5. Limitation of Liability
o Exclusion of Damages: In no event shall CAPEXmedical be liable to Buyer or any third party for any loss of use, revenue, or profit, or for any consequential, indirect, incidental, special, exemplary, or punitive damages arising out of or relating to the sale of Equipment, regardless of whether such damages were foreseeable or whether CAPEXmedical had been advised of the possibility of such damages.
o Limitation of Liability: To the fullest extent permitted by law, CAPEXmedical’s aggregate liability arising out of or related to this Agreement, whether for breach of contract, tort (including negligence), or otherwise, shall not exceed the total amount paid by Buyer for the Equipment.
6. Delivery of Equipment
o FOB Terms: Delivery of the Equipment shall be FOB Origin, Freight Prepaid and Charged Back (i.e., CAPEXmedical pays freight and adds it to the invoice; Buyer bears freight, handling, and processing costs; Buyer owns Equipment in transit).
o Delivery Dates: CAPEXmedical will use commercially reasonable efforts to meet scheduled shipment and delivery dates but does not guarantee any specific date.
o Delay in Delivery: CAPEXmedical shall not be liable for any loss, damage, expense, or charge of any kind resulting from delays in shipment or delivery.
7. Severability
o If any provision of this Agreement is deemed unenforceable, the remaining provisions shall remain in full force and effect.
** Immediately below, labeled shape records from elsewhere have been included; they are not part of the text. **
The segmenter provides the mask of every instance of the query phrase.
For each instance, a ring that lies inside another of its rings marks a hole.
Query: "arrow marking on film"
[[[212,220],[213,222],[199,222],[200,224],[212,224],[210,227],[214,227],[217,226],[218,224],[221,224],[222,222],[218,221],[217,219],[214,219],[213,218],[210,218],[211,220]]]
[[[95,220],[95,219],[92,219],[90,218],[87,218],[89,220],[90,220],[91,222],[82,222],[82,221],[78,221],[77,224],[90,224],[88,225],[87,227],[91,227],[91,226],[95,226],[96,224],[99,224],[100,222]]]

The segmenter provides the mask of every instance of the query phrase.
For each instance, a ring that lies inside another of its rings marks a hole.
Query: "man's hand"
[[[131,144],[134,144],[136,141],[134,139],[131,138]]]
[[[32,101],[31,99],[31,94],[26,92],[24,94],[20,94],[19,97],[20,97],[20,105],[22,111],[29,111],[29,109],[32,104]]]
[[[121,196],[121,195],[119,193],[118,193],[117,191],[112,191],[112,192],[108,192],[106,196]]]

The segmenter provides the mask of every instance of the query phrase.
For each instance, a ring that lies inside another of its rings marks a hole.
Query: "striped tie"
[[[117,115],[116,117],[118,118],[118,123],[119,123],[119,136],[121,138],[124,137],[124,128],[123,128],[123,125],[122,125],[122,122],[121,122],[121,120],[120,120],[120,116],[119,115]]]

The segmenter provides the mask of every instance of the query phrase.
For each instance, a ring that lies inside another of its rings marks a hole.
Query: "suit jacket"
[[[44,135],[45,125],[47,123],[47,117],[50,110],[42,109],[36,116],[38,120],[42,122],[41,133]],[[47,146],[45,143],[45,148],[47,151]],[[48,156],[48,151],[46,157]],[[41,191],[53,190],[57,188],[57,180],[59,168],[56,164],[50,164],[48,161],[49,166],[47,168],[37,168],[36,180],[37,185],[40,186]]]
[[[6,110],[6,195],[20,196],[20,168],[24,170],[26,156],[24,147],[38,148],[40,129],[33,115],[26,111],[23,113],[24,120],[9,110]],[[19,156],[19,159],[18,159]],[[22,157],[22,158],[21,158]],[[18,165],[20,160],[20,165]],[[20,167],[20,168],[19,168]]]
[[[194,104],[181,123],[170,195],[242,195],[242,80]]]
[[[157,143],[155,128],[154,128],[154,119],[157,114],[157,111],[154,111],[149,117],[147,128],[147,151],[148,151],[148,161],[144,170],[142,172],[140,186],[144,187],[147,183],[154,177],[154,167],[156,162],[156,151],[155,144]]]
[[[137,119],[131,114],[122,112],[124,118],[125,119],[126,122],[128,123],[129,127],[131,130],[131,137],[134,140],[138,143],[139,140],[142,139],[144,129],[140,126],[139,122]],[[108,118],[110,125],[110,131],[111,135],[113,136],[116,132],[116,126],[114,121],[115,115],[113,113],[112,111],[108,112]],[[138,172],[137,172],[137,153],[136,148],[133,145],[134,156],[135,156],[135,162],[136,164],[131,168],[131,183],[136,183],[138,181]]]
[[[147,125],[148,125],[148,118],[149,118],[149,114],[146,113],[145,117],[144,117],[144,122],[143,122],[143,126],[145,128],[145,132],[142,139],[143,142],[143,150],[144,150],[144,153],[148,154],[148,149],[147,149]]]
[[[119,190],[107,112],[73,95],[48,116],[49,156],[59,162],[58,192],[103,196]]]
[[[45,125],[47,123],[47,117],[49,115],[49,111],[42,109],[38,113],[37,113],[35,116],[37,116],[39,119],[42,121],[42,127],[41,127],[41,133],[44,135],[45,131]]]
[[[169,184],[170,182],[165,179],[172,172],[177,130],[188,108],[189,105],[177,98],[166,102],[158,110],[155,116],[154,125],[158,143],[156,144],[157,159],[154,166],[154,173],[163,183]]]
Section headings are for reference only and have no substantive effect.
8. Waiver
o No waiver of any provision of this Agreement by CAPEXmedical is effective unless explicitly stated in writing and signed by CAPEXmedical. Failure to enforce any right or provision shall not constitute a waiver of future enforcement of that right or provision.
9. Governing Law
o This Agreement shall be governed by and construed in accordance with the laws of the State of North Carolina, without regard to its conflict of law principles. Any legal action arising out of or related to this Agreement shall be brought exclusively in the courts of Gaston County, North Carolina.